Speaker 1:So take appropriate measured steps to protect yourself from what is occurring. Don't don't learn this lesson because it's it happens to you. We have locks on our doors in our houses because we don't want to be victims of easy crime. You lock your car when you park at a mall because you don't wanna be a victim of easy crime. So the same thing is true for a cybersecurity infrastructure and what you need to have.
Speaker 1:You need to have identity access management. You need to have single sign on. You need to have multifactor authentication. By the way, those things are really good for you also because it makes your IT team's life easier and it also makes your users team you know, your user lives easier. It is easier for your users to not have to remember passwords to log in to 57,000 different websites.
Speaker 1:The average company is dealing with a 110 different SaaS platforms today. So not having to have your users remember passwords to a 110 different websites or provision them or deprovision them is good for you. Right? So you have to have that. By the way, having something having a MDM or UEM is good for you.

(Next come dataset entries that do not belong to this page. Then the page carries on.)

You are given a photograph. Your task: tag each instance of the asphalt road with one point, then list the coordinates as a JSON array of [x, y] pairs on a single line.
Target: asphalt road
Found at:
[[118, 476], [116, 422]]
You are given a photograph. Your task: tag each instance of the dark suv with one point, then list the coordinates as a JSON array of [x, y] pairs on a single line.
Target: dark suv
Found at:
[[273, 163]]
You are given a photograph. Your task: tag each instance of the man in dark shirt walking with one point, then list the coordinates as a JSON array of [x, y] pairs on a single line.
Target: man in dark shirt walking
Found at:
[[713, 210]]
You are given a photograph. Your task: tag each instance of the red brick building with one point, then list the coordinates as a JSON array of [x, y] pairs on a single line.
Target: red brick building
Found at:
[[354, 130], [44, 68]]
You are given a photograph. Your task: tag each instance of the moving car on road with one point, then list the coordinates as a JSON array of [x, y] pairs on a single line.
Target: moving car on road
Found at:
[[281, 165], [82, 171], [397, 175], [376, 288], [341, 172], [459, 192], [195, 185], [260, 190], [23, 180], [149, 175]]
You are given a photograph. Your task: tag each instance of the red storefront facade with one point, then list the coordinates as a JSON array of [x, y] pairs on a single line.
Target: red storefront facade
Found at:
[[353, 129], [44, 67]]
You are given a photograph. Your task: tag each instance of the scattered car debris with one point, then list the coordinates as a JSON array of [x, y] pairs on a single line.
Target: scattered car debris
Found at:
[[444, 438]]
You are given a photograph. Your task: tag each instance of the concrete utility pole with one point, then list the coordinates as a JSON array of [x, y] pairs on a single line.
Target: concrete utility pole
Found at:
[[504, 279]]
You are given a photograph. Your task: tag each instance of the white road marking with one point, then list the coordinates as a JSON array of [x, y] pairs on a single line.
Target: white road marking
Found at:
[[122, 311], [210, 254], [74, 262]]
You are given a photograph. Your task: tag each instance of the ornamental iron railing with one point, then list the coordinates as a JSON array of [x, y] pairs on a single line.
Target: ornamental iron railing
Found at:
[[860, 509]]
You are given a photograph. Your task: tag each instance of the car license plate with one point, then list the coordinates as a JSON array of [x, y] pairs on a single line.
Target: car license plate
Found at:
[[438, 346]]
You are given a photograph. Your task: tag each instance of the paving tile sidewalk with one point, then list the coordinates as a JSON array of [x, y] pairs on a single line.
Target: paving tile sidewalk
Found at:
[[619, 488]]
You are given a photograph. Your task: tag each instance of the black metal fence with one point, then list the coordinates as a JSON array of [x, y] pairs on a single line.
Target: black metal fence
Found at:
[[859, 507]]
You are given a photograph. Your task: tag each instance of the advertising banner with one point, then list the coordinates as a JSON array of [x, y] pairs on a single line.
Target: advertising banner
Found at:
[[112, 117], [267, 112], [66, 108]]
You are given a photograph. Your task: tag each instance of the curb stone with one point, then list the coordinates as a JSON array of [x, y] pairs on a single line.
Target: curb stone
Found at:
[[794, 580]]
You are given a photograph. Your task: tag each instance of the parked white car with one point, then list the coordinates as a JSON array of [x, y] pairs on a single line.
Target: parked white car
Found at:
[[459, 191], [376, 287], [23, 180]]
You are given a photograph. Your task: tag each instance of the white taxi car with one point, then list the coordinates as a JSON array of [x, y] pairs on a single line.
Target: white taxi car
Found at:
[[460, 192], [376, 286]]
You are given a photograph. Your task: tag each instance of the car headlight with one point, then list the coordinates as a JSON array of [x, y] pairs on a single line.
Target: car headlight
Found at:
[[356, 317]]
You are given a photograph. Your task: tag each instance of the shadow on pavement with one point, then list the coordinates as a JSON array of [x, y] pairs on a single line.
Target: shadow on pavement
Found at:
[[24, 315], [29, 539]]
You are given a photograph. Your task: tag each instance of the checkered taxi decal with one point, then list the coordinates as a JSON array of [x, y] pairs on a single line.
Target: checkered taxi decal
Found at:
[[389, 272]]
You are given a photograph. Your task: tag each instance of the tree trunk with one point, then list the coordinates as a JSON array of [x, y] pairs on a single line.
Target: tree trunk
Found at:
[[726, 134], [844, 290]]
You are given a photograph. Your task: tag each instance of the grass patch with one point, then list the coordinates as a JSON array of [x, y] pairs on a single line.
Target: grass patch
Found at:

Speaker 1:It makes it easier for you guys to roll out software. It makes it easier for your IT team to manage your your competing assets, to roll out laptops, to update software, all these different things. It's a good thing. Now you get extra benefits out of it. By having an MDM and UEM, you can leverage that into a cybersecurity plan.

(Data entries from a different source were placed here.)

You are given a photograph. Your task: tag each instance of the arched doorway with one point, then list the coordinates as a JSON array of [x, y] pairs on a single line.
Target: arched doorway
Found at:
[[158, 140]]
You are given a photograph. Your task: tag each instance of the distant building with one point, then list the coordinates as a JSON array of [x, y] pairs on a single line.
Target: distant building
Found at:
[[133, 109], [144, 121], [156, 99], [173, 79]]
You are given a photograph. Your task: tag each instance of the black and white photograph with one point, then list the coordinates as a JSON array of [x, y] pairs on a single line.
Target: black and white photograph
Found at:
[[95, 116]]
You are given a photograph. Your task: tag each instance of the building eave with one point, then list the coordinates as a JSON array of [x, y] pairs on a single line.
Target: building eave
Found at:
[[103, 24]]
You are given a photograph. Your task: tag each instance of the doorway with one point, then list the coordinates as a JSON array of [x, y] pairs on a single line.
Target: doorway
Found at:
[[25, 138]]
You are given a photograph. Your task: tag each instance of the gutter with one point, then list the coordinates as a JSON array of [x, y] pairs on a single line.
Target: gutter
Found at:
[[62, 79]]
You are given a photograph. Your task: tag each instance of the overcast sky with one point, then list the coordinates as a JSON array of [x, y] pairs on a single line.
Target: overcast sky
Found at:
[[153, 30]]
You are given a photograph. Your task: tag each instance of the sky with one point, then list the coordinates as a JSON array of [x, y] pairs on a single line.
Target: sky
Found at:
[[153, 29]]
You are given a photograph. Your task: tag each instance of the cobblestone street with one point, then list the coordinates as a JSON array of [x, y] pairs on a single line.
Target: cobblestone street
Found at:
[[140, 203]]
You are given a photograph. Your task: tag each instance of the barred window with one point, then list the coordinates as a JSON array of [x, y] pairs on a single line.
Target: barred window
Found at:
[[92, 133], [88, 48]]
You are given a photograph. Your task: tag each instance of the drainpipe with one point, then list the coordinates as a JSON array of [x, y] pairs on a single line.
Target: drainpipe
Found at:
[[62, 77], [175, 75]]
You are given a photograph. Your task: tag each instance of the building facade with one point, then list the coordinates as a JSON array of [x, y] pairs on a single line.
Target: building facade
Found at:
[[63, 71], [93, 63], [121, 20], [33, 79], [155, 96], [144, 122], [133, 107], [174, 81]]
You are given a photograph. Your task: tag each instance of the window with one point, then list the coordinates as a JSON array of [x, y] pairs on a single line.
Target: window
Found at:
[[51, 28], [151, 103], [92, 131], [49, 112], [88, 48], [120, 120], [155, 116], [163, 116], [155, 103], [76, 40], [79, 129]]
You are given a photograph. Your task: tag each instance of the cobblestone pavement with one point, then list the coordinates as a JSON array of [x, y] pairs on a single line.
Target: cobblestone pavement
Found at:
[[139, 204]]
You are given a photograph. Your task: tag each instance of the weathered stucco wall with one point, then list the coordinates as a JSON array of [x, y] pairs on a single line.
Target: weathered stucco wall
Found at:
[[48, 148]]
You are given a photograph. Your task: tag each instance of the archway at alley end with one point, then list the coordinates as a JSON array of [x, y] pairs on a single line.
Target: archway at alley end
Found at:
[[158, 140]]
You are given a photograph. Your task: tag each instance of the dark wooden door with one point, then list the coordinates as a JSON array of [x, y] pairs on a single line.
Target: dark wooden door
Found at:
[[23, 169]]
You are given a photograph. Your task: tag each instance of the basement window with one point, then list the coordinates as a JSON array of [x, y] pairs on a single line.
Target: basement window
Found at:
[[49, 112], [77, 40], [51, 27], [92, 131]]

Speaker 1:You should have an EDR point detection and result response. We talked about beforehand. Like, antivirus is tore terrible. If you're running antivirus, just just assume you have nothing. Going to a real EDR platform, and it really you know what?
Speaker 1:I mean, we may have to argue which one. Right? It doesn't matter. Just pick 1 and run it. Run an EDR.
Speaker 1:You want an EDR. The EDR is going to help you prevent things from happening. It's gonna help you detect when something's happened and respond to it and remediate it faster. You want an EDR. Now from the EDR standpoint and going from here, we can get into a lot of arguments and conversations about what you do next and what's appropriate and what's not.
Speaker 1:You know, we can talk about whether or not a SIEM is appropriate for you or not and talk about whether an MDR service or MTDR service is good for you or not. We can talk about web filtering, whether it's a secure web gateway, what you're doing for remote access like with z t n a. All these things are good for you. But think about it from you need to you need to come to the table with table stakes. You need to come with identity access management, single sign on, multi factor authentication.
Speaker 1:You should have an MDM or UEM and you absolutely have to have an EDR. And at some point, my belief is you should have something that can do web filtering for you that can do malicious URL inspection and blocking, that can do and give you functions around CASB, DLP, and zTNA. And again, we're not talking about spending 1,000,000, 1,000,000 of dollars. In a lot of cases, we're talking about even at the very high end, you're you're into this for less than $10 a month per user. So it's not this isn't like compared to what you're spending on your CRM licensing, this is a drop in the bucket.
Speaker 1:And what it will save you and not mean this isn't about keeping you from being a headline. In order to be a headline, you have to be a big company. If you're, you know, you have to it has to be big enough at this point that it affects enough people or people already know your name that you're gonna be a headline. You're not gonna be a headline. Chances are you're not one of these big names.
Speaker 1:You're just gonna disappear in the middle of the night with a whimper, and nobody's gonna know. Cybersecurity is not about ROI. It's not about capturing ROI. It's not about spending a dollar to save $10 or spending a dollar to save a $100 or make a make $10. It is about dealing with the fact that a breach will injure your business and what you're really protecting is from an extinction event.
Speaker 1:I'm Max Clark. That was 20 minutes.